Chiana gazed across the room at Myasha's empty perch. The only man's arms in which she longed to lie were Blade's. Her throat closed, and she swallowed hard. Even after all this time, the thought of him made her weep. How had he died? Had he suffered? Where did his body lie? Who had buried him? Were his bones exposed and mouldering somewhere? She should have buried him and wept at his graveside. She should have washed his body with sweet white wine and anointed it with shay flower oil, then wrapped it in white silk. All she had was a tomb with a skull in it, and that had been too decayed to prepare for burial.

 

 

Chapter Twenty One

 

Blade gazed down from his lofty perch in the tower that stood in the middle of the prison yard. Four dormitories were arranged around a central yard, and guards patrolled the roofs of the buildings as well as the outer walls. They were all wolf or dogmen, with alert familiars. The land beyond the walls was rolling tundra, frozen and snowbound in winter, when icy blizzards swept it, and cold and windy in summer. Rivan eked out a living from ground-nesting birds, mice, rats, snakes and voles, and in winter Blade shared the vile, overcooked gruel that the prisoners ate with his familiar. Rivan slipped in and out through one of the many barred windows, and no one tried to prevent him. Many of the other prisoners had familiars that came and went, and these were left alone too. In Contara, people did not harm familiars, as it was in Cotti and Jashimari.
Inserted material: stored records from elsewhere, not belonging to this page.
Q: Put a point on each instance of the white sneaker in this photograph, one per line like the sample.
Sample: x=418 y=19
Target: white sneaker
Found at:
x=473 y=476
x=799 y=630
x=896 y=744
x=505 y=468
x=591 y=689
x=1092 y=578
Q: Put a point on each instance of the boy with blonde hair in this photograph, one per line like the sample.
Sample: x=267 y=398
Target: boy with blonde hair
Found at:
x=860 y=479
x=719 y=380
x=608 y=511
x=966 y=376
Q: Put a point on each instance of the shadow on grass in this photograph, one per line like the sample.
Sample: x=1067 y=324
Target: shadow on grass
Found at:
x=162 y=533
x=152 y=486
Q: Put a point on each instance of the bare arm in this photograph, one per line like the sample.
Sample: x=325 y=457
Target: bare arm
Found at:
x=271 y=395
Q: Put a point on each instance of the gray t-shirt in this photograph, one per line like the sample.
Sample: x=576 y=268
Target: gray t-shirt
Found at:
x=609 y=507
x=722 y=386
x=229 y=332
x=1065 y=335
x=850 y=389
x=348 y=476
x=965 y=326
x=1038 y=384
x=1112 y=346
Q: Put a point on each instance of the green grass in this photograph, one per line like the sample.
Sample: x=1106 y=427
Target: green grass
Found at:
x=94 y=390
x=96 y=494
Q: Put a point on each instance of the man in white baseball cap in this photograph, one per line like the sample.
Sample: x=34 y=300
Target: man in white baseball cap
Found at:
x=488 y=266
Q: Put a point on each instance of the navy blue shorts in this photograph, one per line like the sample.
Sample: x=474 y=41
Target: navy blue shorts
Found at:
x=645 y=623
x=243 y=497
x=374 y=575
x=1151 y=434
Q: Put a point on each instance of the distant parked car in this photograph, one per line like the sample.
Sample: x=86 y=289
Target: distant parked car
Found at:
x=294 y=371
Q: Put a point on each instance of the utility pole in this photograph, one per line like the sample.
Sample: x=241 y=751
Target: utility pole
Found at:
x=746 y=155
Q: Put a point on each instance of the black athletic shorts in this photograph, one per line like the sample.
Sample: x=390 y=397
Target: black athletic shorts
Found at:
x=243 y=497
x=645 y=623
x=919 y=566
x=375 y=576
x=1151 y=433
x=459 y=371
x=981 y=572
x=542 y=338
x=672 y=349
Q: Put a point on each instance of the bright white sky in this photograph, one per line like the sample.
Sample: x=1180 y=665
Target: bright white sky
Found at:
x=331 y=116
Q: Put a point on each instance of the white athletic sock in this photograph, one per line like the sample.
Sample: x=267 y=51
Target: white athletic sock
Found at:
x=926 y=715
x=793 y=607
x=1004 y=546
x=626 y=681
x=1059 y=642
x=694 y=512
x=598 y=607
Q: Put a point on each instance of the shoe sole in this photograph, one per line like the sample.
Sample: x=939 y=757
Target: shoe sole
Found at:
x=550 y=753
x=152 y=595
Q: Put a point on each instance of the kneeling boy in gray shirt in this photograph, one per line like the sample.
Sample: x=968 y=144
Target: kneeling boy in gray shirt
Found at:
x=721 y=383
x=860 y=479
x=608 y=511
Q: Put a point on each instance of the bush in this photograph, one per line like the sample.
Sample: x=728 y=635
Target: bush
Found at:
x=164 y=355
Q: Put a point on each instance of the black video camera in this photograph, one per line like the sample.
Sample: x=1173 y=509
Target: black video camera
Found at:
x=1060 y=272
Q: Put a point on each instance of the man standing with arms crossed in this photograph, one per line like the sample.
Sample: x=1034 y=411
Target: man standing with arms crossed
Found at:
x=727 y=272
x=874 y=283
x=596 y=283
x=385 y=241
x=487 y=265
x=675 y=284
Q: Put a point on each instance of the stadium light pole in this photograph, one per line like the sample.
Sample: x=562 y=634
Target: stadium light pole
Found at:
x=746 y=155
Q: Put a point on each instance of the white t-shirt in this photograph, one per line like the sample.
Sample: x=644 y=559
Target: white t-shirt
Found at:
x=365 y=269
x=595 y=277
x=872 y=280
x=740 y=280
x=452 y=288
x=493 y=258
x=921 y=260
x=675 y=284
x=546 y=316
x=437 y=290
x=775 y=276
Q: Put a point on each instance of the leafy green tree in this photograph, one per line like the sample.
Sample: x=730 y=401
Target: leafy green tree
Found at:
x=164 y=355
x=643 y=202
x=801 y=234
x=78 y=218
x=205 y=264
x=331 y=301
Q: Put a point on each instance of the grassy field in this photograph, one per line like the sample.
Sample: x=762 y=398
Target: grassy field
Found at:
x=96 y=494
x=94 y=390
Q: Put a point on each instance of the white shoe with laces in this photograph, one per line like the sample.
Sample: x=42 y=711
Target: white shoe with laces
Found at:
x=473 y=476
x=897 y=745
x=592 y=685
Life in Andrango was harsh and unfair, and he had not expected to survive long here. He had not bathed for three years, and his skin and hair itched, and his stench offended him so much that he was constantly seeking to be upwind of himself. His leather clothes had proven to be more durable than the other prisoners' cloth garments, so while many of them now had nothing but the blankets they were given to sleep on with which to wrap themselves, he still possessed trousers and a jacket. Albeit that they were stiff with salt, oil and dirt, and stank worse than he did.

Blade owed his survival to one man. Shortly after his arrival, a group of murderers, offended by the presence of an assassin, had waylaid him. Even though unarmed and injured, he had killed two before the rest had brought him down and proceeded to try to kick him to death. They would have succeeded, if not for the intervention of Andevar. The muscular giant, who towered over most men, had waded into the fracas for some unknown reason and carried Blade to safety. He had then protected the assassin for the two tendays it had taken him to recover from his injuries.
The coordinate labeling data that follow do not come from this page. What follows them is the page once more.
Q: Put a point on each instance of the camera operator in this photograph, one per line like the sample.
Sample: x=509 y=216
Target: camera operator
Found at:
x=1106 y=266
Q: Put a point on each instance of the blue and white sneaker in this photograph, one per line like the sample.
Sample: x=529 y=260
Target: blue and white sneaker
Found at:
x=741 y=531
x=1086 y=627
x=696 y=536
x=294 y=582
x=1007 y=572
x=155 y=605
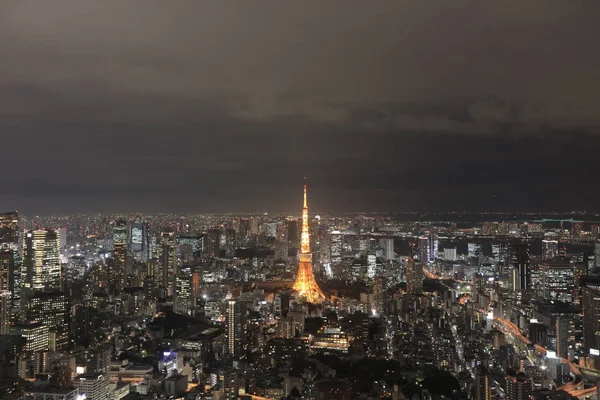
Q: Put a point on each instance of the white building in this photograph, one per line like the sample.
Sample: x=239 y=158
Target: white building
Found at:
x=93 y=385
x=450 y=254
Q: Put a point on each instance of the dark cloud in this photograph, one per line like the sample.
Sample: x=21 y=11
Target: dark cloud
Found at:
x=224 y=105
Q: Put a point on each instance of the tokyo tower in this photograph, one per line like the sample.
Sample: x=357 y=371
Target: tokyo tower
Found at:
x=305 y=284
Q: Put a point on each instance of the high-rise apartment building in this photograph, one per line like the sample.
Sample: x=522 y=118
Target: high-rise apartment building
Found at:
x=482 y=388
x=168 y=260
x=522 y=266
x=387 y=245
x=9 y=230
x=424 y=249
x=549 y=249
x=93 y=385
x=52 y=310
x=414 y=277
x=41 y=260
x=5 y=305
x=518 y=386
x=591 y=317
x=234 y=323
x=117 y=270
x=335 y=247
x=183 y=292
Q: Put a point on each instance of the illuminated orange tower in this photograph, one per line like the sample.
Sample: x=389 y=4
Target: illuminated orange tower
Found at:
x=305 y=283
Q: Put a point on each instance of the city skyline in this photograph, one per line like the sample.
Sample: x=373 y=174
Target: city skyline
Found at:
x=388 y=104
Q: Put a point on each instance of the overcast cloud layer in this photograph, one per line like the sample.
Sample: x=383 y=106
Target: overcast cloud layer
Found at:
x=225 y=105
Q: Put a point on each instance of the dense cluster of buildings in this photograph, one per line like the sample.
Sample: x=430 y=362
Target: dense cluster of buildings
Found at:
x=281 y=307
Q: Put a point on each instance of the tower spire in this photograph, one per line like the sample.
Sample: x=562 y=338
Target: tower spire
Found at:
x=305 y=237
x=305 y=283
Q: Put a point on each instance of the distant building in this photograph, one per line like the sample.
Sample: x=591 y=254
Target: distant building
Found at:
x=549 y=249
x=518 y=386
x=46 y=393
x=557 y=279
x=522 y=267
x=183 y=293
x=414 y=277
x=424 y=249
x=52 y=310
x=591 y=317
x=387 y=245
x=335 y=247
x=450 y=254
x=93 y=385
x=9 y=230
x=41 y=260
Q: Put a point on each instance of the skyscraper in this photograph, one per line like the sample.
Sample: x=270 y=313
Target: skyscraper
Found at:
x=518 y=386
x=117 y=273
x=305 y=284
x=335 y=247
x=591 y=317
x=483 y=389
x=521 y=266
x=549 y=249
x=414 y=277
x=424 y=249
x=41 y=260
x=5 y=304
x=183 y=293
x=138 y=240
x=9 y=230
x=168 y=260
x=387 y=244
x=235 y=327
x=52 y=310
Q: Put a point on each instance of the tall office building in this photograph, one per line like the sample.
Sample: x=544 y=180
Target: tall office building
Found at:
x=183 y=293
x=234 y=322
x=558 y=282
x=93 y=385
x=433 y=247
x=41 y=260
x=414 y=277
x=518 y=386
x=138 y=240
x=522 y=266
x=7 y=269
x=5 y=304
x=387 y=245
x=482 y=388
x=9 y=230
x=230 y=384
x=591 y=317
x=424 y=250
x=168 y=260
x=117 y=270
x=52 y=310
x=549 y=249
x=335 y=247
x=474 y=251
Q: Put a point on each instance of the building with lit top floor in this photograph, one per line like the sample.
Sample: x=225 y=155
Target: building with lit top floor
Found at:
x=93 y=385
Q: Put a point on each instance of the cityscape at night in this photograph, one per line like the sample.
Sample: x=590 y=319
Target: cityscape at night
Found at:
x=299 y=200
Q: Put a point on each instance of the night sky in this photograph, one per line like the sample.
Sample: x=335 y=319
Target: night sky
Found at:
x=225 y=105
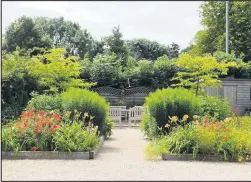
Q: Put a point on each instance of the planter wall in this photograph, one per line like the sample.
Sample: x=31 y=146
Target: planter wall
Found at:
x=53 y=154
x=189 y=157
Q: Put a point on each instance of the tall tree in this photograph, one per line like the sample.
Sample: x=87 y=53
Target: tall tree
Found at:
x=200 y=72
x=213 y=37
x=24 y=33
x=115 y=44
x=151 y=50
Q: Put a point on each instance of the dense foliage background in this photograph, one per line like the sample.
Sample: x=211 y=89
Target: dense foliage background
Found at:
x=33 y=50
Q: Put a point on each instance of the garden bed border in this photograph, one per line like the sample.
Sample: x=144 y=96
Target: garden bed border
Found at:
x=53 y=154
x=199 y=157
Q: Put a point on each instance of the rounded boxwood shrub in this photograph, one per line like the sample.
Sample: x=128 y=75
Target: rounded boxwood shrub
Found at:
x=46 y=103
x=85 y=101
x=218 y=108
x=165 y=103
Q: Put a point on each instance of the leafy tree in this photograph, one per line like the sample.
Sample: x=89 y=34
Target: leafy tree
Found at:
x=145 y=75
x=128 y=77
x=24 y=33
x=200 y=71
x=55 y=72
x=164 y=70
x=105 y=70
x=16 y=84
x=43 y=32
x=213 y=37
x=145 y=49
x=240 y=71
x=174 y=50
x=115 y=44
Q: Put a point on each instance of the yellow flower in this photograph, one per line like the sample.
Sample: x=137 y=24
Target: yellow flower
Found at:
x=195 y=116
x=247 y=158
x=174 y=118
x=185 y=117
x=227 y=120
x=167 y=125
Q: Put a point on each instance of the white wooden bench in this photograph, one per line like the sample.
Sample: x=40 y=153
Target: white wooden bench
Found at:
x=135 y=114
x=123 y=110
x=115 y=114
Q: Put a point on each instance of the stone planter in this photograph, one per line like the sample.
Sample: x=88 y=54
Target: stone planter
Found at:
x=53 y=154
x=199 y=157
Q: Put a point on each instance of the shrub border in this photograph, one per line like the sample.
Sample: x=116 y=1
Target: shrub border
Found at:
x=199 y=157
x=53 y=154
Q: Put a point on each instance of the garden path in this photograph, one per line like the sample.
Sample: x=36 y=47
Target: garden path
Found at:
x=122 y=158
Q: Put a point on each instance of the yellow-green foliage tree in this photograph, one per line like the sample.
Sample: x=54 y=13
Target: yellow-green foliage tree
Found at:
x=200 y=72
x=56 y=71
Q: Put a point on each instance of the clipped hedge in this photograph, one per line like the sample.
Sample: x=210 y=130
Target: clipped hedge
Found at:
x=46 y=103
x=218 y=108
x=165 y=103
x=83 y=101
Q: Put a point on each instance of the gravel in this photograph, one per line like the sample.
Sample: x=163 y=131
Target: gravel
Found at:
x=122 y=158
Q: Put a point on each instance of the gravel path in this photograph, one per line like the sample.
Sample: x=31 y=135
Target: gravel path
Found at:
x=122 y=158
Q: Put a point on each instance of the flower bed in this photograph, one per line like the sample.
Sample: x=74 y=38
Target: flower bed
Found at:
x=45 y=135
x=53 y=154
x=228 y=140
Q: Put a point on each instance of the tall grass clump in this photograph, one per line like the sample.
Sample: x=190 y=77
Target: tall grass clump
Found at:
x=162 y=105
x=85 y=101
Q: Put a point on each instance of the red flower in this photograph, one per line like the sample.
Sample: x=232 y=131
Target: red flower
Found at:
x=34 y=148
x=41 y=113
x=52 y=129
x=56 y=116
x=26 y=124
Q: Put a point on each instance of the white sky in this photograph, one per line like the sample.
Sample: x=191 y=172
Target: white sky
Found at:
x=163 y=21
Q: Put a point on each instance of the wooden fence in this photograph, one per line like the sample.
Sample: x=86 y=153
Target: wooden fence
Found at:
x=128 y=96
x=238 y=91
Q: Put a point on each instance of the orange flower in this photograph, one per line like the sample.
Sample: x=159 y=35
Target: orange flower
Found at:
x=34 y=148
x=174 y=118
x=185 y=117
x=227 y=120
x=195 y=116
x=224 y=137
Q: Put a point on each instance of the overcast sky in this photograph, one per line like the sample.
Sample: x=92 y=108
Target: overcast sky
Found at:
x=163 y=21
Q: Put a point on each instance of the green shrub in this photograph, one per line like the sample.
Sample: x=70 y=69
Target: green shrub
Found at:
x=230 y=139
x=215 y=107
x=86 y=101
x=72 y=138
x=165 y=103
x=108 y=127
x=45 y=103
x=9 y=140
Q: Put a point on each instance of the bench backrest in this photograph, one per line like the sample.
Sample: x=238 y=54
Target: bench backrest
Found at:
x=136 y=113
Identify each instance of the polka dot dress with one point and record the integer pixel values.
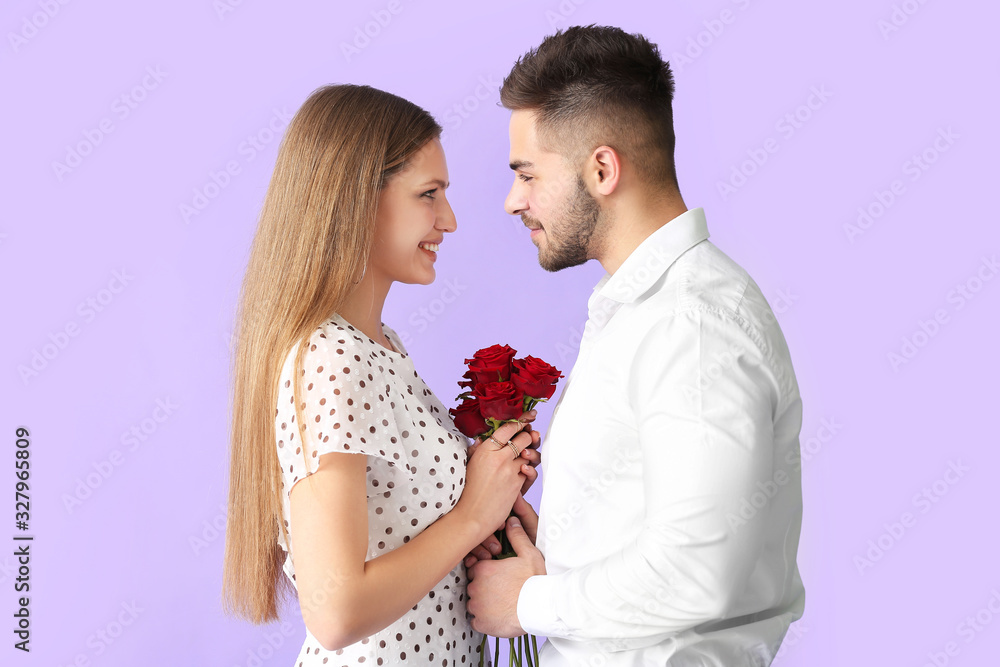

When his cracked ribs, bruises and contusions had healed, he had discovered the reason for Andevar's glum silence. According to a talkative guard, the giant had once been a gladiator, a champion of the sawdust ring. Andevar, however, had been a lady's man, and dallied with the wrong woman. Her lordly husband, discovering her infidelity, had not only arranged a fatal encounter for her, but also had Andevar captured and castrated, then framed him for his wife's murder. Andevar, Blade mused, was probably the only innocent man in Andrango. Oddly enough, the guards knew it, and so had, most likely, the judge who had condemned him. The lord who had accused him was powerful, however, so Andevar had been sent to Andrango, upon his request.
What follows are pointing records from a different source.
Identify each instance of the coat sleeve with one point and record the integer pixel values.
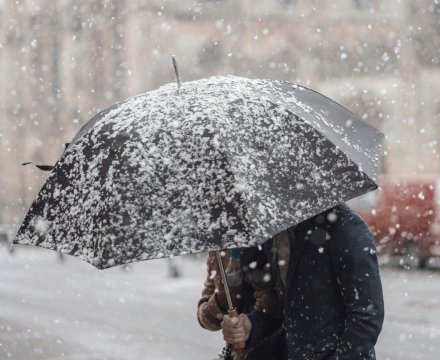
(209, 312)
(354, 260)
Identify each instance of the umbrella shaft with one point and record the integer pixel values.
(225, 283)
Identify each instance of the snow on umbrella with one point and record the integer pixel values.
(222, 162)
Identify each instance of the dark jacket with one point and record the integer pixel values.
(332, 306)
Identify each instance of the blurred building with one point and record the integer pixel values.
(61, 62)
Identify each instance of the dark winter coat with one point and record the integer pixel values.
(332, 306)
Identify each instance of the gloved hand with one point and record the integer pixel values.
(236, 329)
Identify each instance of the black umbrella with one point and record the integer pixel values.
(222, 162)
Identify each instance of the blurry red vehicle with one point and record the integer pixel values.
(404, 216)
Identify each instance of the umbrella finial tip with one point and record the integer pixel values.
(176, 70)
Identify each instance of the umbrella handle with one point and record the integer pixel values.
(241, 345)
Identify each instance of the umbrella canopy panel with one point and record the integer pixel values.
(223, 162)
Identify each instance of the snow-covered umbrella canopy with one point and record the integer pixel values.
(222, 162)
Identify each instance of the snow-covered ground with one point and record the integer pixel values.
(52, 309)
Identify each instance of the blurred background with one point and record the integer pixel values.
(62, 62)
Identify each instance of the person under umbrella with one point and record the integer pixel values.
(329, 291)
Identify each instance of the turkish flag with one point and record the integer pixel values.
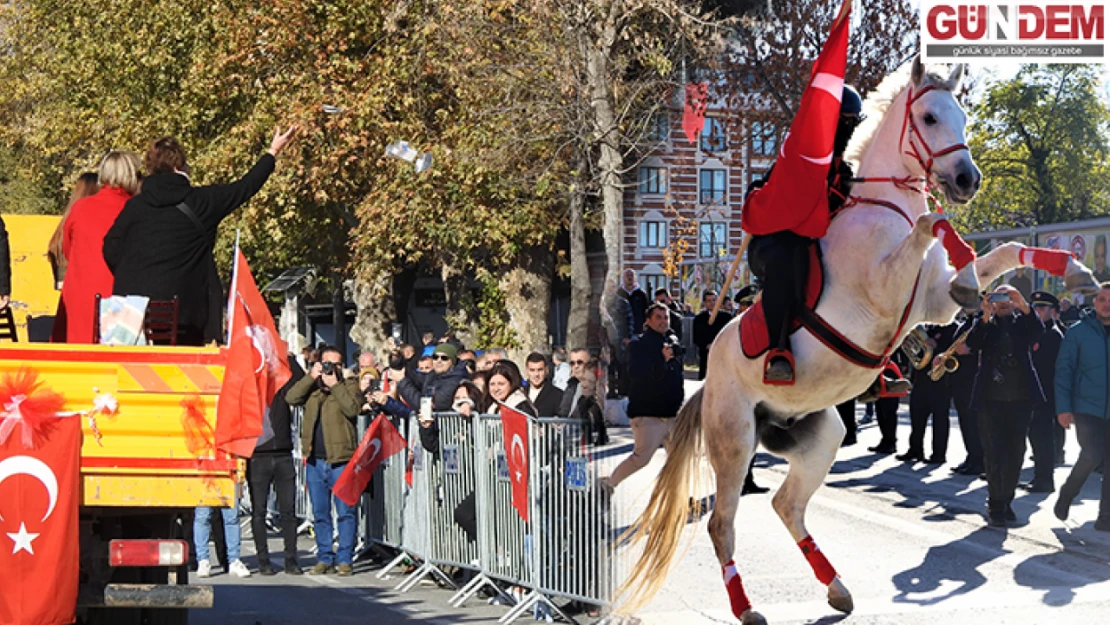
(796, 195)
(515, 426)
(256, 365)
(697, 98)
(380, 442)
(39, 540)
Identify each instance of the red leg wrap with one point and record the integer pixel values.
(736, 594)
(1052, 261)
(959, 252)
(817, 561)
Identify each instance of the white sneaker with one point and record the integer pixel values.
(239, 570)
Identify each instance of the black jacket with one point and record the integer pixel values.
(1045, 352)
(1025, 330)
(548, 400)
(4, 261)
(656, 387)
(154, 250)
(440, 387)
(281, 416)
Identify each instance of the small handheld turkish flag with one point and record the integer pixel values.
(515, 426)
(39, 538)
(380, 442)
(256, 365)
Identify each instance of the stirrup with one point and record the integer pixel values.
(772, 356)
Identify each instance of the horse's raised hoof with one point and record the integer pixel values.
(964, 289)
(839, 597)
(1078, 279)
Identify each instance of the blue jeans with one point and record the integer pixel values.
(321, 477)
(202, 531)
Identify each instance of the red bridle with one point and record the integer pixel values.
(918, 183)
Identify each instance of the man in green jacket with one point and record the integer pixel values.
(329, 440)
(1082, 396)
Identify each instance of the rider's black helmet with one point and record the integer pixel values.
(851, 104)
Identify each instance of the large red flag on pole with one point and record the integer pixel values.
(380, 442)
(515, 427)
(256, 365)
(39, 530)
(796, 195)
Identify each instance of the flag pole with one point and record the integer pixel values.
(233, 289)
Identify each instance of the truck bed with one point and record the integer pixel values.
(141, 457)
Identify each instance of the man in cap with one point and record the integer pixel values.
(1042, 426)
(440, 384)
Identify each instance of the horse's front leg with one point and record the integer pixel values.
(907, 258)
(1076, 275)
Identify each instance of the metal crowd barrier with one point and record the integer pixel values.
(561, 553)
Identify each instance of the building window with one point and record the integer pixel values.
(713, 185)
(661, 127)
(653, 281)
(763, 139)
(713, 135)
(653, 180)
(713, 239)
(653, 234)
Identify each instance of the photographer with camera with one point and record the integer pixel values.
(655, 391)
(1006, 392)
(329, 437)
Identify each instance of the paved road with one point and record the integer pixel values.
(909, 541)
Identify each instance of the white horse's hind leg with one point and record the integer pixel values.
(730, 442)
(810, 460)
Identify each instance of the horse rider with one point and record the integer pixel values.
(780, 259)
Andevar, it seemed, had a penchant for helping underdogs, and regularly rescued weaker men when the gangs of murderous thugs set upon them. Most eventually succumbed, and one reason for Blade's survival was his use of the central tower as a sanctuary. It had once been a watchtower, but the guards no longer used it, preferring to use the perimeter towers, which did not require them to cross the yard. The door at the base of the tower was locked, and only Blade could scale the rough stone wall. He spent most of his time in it, descending for meals and some calls of nature.